- Jhantla Location within Pakistan
- Coordinates: 32°50′46″N 73°57′50″E﻿ / ﻿32.84611°N 73.96389°E
- Country: Pakistan
- Province: Punjab
- Division: Gujrat
- District: Gujrat
- Tehsil: Kharian
- Thana: Guliana
- Time zone: UTC+5 (PST)
- Calling code: +92-53

= Jhantla =

Jhantla (/ur/) (Urdu: جھانٹلہ) is a village located in Kharian Tehsil, Gujrat District, in the Punjab province of Pakistan. It is approximately 150 kilometers from Lahore, the provincial capital of Punjab, and 17 kilometers from Kharian city.

Jhantla is classified as a "populated place" by regional mapping standards.

== Geography ==
Jhantla is located in the central plains of Punjab, near major road networks that connect it to the nearby cities such as Gujrat, Lalamusa, and Kharian. The surrounding areas are predominantly covered with fields of wheat, rice, and sugarcane, reflecting the largely agrarian lifestyle of its inhabitants.

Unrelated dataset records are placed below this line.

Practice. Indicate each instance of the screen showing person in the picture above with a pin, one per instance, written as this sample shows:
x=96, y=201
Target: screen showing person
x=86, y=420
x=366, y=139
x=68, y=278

The time zone in Jhantla is Asia/Karachi (UTC/GMT+5), consistent with the rest of Pakistan. The village does not observe Daylight Saving Time (DST).

== History and culture ==
Jhantla's history is linked to the agricultural economy of the Punjab region. The village maintains Punjabi customs, language, and festivals such as local folk music, bazaars, and annual celebrations during Eid.

Punjabi and Urdu are the primary languages spoken, while English is used for official and educational purposes.

== Demographics ==
Jhantla has a population of 1,360 as of 2017. The village is home to families who contribute to the local economy primarily through agriculture, small-scale trade, and remittances from overseas Pakistanis. The literacy rate in the region has been improving due to better access to educational facilities in nearby towns such as Kharian and Lalamusa.

== Accessibility and infrastructure ==
Jhantla is connected to the main transportation networks via roads leading to Kharian and Gujrat. The nearest railway station is in Lalamusa, which connects the village to Pakistan's broader rail system. Kharian Cant, a major cantonment area, is also located nearby.

The village has access to basic utilities, including electricity, mobile network coverage, and internet connectivity, although some areas may experience intermittent supply. Local schools and mosques form the community infrastructure.

== Climate ==
The climate of Jhantla is typical of the Punjab region, with long, hot summers and short and mild winters. The average annual temperature ranges between 25 °C (77 °F) and 30 °C (86 °F), with June and July being the hottest months. The village experiences monsoon rains during the summer, which are important for its agriculture.